Voila ce que dit Malcolm, Malek al-Shabazz, devant une foule de journalistes venus l’accueillir pour son retour en Amérique. Pourtant, la majorité des médias, bien que présents à l’évènement et ayant reçu une copie de sa lettre écrite depuis la Mecque, passent sous silence ses nouvelles déclarations. Peut-être que le discours n’étant plus radical et de fait manquant de spectacularité pour l’audimat, il est dans leurs intérêts d’entretenir l’image du Malcolm X maléfique et révolté contre les « diables blancs ».

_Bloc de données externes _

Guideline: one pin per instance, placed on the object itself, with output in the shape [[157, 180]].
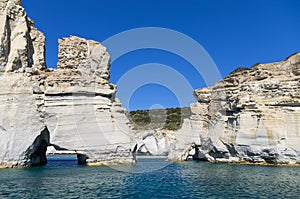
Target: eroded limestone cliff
[[70, 108], [252, 115]]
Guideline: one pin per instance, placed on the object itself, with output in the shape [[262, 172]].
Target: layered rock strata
[[70, 108], [252, 115]]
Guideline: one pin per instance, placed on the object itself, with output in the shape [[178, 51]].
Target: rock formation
[[71, 108], [156, 142], [252, 115]]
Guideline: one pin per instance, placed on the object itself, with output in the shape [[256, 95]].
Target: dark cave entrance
[[64, 158]]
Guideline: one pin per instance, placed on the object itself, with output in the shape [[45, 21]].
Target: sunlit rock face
[[252, 115], [71, 108]]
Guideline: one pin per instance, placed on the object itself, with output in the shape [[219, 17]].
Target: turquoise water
[[151, 178]]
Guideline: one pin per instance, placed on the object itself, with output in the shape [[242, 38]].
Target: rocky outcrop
[[252, 115], [156, 142], [70, 108]]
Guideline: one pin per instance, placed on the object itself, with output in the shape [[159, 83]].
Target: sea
[[149, 178]]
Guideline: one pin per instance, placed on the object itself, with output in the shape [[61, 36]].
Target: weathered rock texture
[[252, 115], [157, 142], [71, 108]]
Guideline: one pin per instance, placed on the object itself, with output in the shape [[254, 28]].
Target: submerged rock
[[70, 108], [252, 115]]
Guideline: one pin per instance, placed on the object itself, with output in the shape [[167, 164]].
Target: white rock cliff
[[70, 108], [251, 116]]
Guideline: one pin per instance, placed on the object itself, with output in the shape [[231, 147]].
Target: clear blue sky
[[234, 33]]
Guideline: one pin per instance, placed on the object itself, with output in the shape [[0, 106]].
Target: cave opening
[[64, 158]]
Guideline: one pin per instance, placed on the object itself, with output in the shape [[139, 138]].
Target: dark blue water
[[62, 178]]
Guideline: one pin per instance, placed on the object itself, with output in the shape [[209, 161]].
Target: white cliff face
[[70, 108], [252, 115], [154, 142], [82, 112]]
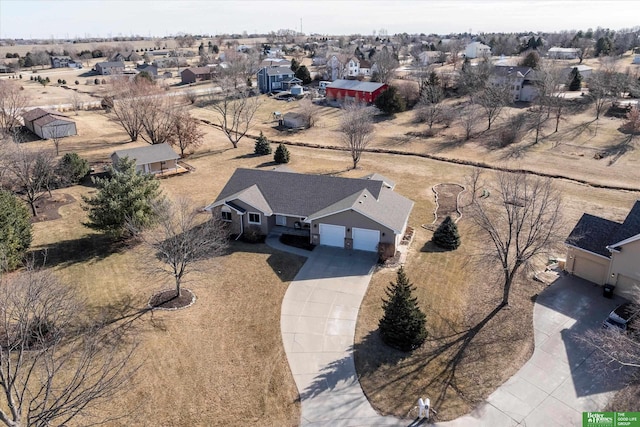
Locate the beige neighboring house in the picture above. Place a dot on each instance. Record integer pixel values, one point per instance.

Malcolm et ses proches reçoivent continuellement des menaces de mort de la NOI, il ne passe que très peu de temps avec sa famille afin de leur éviter le pire. Dans la nuit du 14 février, alors qu’il vient à peine de rentrer chez lui après une longue période à l’étranger, une terrible explosion réveille la famille. Malcolm, sa femme, qui est enceinte, et ses filles s’en sortent presque indemnes – une de ses filles restera sourde d’une oreille suite à la détonation – mais la maison est ravagée par les flammes. Le lendemain, il doit de nouveau s’envoler pour un autre État, il sait que ses jours sont comptés et il a encore beaucoup de choses à dire. « Je me réveille tous les matins sachant que j’ai gagné un jour de plus. Je vis comme un mort en sursis. »[6]

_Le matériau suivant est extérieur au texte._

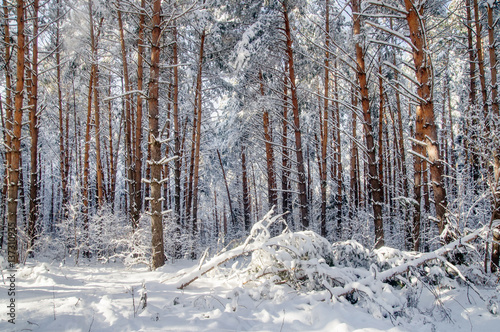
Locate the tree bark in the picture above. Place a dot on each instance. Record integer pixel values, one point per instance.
(33, 103)
(177, 146)
(129, 159)
(95, 81)
(13, 254)
(480, 63)
(324, 132)
(272, 194)
(138, 122)
(246, 193)
(285, 156)
(425, 110)
(198, 136)
(158, 257)
(302, 187)
(374, 184)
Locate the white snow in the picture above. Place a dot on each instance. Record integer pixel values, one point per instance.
(291, 282)
(100, 298)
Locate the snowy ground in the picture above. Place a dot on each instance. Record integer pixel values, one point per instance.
(52, 297)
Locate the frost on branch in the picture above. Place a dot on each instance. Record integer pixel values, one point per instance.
(386, 281)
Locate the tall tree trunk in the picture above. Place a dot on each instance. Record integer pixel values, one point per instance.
(233, 218)
(129, 160)
(177, 146)
(13, 254)
(471, 109)
(138, 122)
(355, 185)
(374, 184)
(62, 149)
(285, 156)
(95, 80)
(324, 132)
(246, 194)
(495, 248)
(8, 121)
(380, 134)
(480, 63)
(33, 103)
(302, 188)
(417, 178)
(198, 136)
(158, 256)
(493, 60)
(112, 166)
(272, 194)
(86, 157)
(338, 145)
(426, 110)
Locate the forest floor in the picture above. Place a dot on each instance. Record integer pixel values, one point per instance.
(107, 297)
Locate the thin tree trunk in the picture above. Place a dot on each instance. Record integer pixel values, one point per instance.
(480, 63)
(177, 147)
(233, 218)
(246, 194)
(8, 120)
(33, 103)
(302, 187)
(158, 256)
(271, 175)
(285, 155)
(93, 43)
(380, 134)
(112, 167)
(139, 112)
(324, 132)
(374, 184)
(62, 150)
(13, 254)
(425, 110)
(129, 160)
(495, 248)
(338, 145)
(198, 136)
(355, 185)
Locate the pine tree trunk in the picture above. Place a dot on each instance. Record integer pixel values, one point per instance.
(271, 175)
(246, 194)
(495, 248)
(138, 122)
(62, 150)
(374, 185)
(95, 81)
(112, 166)
(14, 165)
(129, 159)
(7, 120)
(198, 136)
(480, 63)
(158, 256)
(417, 178)
(355, 186)
(177, 147)
(338, 163)
(285, 156)
(302, 187)
(324, 132)
(426, 111)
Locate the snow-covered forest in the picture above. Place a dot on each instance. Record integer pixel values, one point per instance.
(336, 154)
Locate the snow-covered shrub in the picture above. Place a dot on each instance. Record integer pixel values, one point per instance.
(133, 247)
(350, 253)
(294, 258)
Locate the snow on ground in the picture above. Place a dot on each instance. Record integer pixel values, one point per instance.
(52, 297)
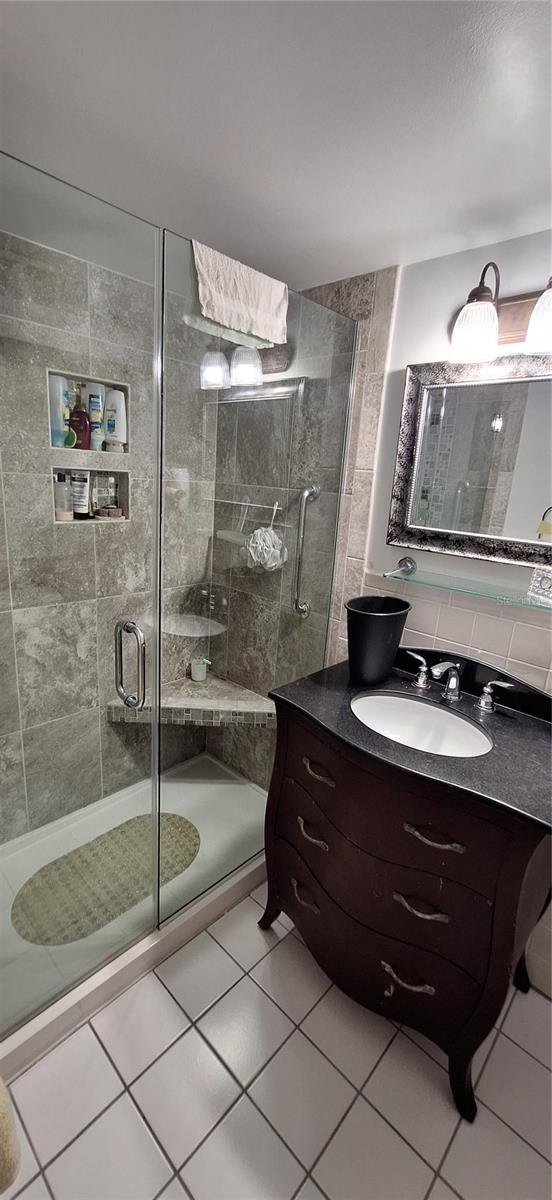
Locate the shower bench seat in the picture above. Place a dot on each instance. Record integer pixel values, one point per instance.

Le dimanche 21 février, vers 14 heures, alors qu’il donne une conférence devant une foule d’environ 400 personnes, un incident éclate au huitième rang. Un homme crie sur un autre et l’accuse d’avoir essayé de lui dérober un objet. – Doucement, Doucement, calmez-vous les frères, dit Malcolm, quand soudain, profitant de la confusion générale, plusieurs hommes de la NOI se lèvent simultanément et déchargent leurs calibres sur lui. Seize balles l’atteignent, il s’écroule, mourant tel qu’il a vécu durant une bonne partie de sa vie, sur une estrade, face à son public…

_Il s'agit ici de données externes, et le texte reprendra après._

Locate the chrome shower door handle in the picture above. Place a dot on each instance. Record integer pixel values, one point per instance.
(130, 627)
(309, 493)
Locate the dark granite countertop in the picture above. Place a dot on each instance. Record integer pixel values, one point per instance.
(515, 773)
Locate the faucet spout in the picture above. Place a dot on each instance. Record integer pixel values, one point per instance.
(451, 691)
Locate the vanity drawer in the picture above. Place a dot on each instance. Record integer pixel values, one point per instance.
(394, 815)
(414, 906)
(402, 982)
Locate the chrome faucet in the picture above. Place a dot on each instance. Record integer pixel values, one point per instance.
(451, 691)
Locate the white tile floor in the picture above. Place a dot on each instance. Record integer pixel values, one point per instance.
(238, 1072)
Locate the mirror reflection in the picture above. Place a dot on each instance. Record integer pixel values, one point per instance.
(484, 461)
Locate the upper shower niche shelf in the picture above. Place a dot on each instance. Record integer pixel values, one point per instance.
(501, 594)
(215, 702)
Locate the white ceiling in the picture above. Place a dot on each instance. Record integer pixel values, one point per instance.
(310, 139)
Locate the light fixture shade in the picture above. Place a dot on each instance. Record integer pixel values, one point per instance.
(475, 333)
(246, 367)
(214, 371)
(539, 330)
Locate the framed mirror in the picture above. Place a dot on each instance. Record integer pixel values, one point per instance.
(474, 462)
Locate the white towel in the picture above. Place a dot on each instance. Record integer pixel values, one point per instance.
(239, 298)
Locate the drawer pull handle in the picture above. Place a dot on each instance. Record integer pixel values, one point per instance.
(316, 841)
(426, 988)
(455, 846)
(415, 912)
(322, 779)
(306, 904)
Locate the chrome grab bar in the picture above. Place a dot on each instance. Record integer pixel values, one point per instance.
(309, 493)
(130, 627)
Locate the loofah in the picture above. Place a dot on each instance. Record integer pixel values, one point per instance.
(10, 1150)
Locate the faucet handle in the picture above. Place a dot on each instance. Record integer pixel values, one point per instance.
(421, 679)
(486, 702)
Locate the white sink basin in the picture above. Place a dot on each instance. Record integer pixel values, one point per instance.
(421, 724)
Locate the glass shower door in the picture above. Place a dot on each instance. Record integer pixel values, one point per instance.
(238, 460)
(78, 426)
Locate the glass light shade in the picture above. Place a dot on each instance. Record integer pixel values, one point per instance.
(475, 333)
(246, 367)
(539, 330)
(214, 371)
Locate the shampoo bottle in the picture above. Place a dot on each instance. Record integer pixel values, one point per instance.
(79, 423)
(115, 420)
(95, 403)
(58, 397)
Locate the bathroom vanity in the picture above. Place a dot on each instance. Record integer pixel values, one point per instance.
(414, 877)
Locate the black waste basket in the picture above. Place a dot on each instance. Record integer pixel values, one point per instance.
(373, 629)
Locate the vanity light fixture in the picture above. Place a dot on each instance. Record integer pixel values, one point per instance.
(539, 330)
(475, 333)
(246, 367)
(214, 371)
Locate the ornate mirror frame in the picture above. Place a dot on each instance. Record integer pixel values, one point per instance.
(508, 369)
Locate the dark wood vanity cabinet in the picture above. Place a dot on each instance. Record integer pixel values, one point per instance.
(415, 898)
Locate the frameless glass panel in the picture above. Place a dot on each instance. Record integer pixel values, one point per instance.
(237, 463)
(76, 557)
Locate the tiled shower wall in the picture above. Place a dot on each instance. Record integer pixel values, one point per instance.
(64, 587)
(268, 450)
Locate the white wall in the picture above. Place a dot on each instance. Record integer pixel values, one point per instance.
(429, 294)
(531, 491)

« Je sais que bien des sociétés assassinent les hommes qui les ont aidées à se muer. Si je meurs en ayant apporté la plus petite lumière, la plus petite parcelle de vérité, si je meurs en ayant pu contribuer à détruire le cancer raciste qui ronge la chair américaine, alors, le mérite en revient à Allāh. Ne m’imputez que mes erreurs. »[7]

 

Sources :

Malcolm X (et Alex Haley), L’autobiographie de Malcolm X, Paris, Presses Pocket, 1993

Tariq Ramadan, La vie de Malcolm X, https://www.youtube.com/watch?v=0pnapPMPEWA

[1] Malcolm X (et Alex Haley), L’autobiographie de Malcolm X, Paris, Presses Pocket, 1993, p. 257. Elijah Muhammad fait référence à des douteux passages de l’Ancien Testament.

[2] Littéralement, les poulets retournent au poulailler : « The chikens come home to roost qui signifie : la haine fait boomerang ». Malcolm X, op. cit., p. 258.

[3] Malcolm X, op. cit., p. 265.

[4] Malcolm X, op. cit., p. 281.

[5] Malcolm X, op. cit., p. 291-292.

[6] Malcolm X, op. cit., p. 301.

[7] Malcolm X, op. cit., p. 302.

 

Image : Malek al-Shabazz (Malcolm X) après son pèlerinage à la Mecque.